Anarchy is defined as a "a state of disorder due to the absence or nonrecognition of authority." I see the act of creating graffiti to be fundamentally anarchic behavior. In a similar way, I think of emotions as also being anarchic in nature; they don't play by any sort of rules, and they can’t, at a base level, be legislated or mandated. Simply put, human beings can't really control how they feel.
“The Anarchy of Emotion” is a collection of images that reflect the instinct to express emotion, and to express it publicly, even if it means flouting the law. The works in these images are typically anonymous, as if the makers have an ambivalence toward revealing themselves. Both the feelings expressed and their display signify a "non-recognition of authority," and to me these images represent the anarchy of emotion.

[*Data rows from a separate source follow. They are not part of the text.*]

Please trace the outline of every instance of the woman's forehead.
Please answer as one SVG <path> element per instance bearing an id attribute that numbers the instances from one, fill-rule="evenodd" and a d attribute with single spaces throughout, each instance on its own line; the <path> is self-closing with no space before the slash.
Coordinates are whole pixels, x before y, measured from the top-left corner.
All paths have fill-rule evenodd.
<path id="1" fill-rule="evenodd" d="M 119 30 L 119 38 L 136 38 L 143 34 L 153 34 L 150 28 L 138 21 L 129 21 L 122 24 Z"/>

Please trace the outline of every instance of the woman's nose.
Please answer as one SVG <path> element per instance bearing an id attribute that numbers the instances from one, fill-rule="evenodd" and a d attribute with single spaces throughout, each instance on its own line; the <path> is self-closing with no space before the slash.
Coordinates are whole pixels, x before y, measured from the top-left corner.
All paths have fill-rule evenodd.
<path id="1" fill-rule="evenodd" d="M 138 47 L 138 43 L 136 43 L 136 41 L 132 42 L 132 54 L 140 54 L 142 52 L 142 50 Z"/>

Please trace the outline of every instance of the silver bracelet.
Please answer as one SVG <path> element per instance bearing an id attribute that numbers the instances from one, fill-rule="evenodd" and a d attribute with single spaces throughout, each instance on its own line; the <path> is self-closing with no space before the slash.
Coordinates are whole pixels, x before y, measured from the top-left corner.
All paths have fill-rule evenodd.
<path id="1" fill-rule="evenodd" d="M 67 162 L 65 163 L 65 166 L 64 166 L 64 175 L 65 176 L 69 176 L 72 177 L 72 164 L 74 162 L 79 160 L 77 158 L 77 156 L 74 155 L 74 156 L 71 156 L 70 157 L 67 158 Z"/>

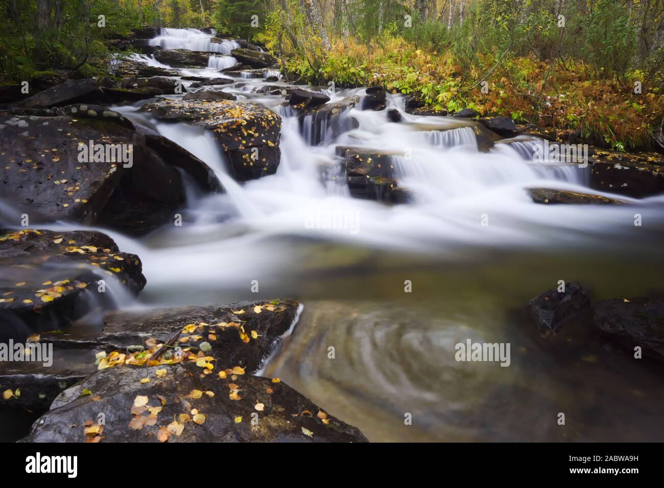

This project started with a disused call box on the Coney Island boardwalk, with the word “ADORE” scratched into it. Later, while out taking photographs in New York City with no real purpose in mind, I noticed a bit of graffiti that said “Amor,” which recalled the “Adore” image from months earlier. I set out to find more “Adore” images, but while unsuccessful, other bits of graffiti caught my attention. Later, I realized I had been drawn only to graffiti with emotional content. As I began showing some of my photographs to friends, it became clearer to me that I was likely drawn to this imagery because I was going through an emotionally difficult time in my life and was relating to some of the feelings expressed in this graffiti on a subconscious level.
Over time, and in a diversity of locations, I saw that there was a universal nature to these feelings; people felt compelled to express similar, deep emotions in public spaces. Among the hundreds of images I had captured, I saw certain themes emerge, and rather than present them individually, I decided to group them in panels. A selection of these is exhibited here.
As part of this collection, I’m inviting you to briefly describe how these images make you feel, then pin your notes to a board below each set of images. These notes will remain anonymous, just as the feelings shared originally in the graffiti itself.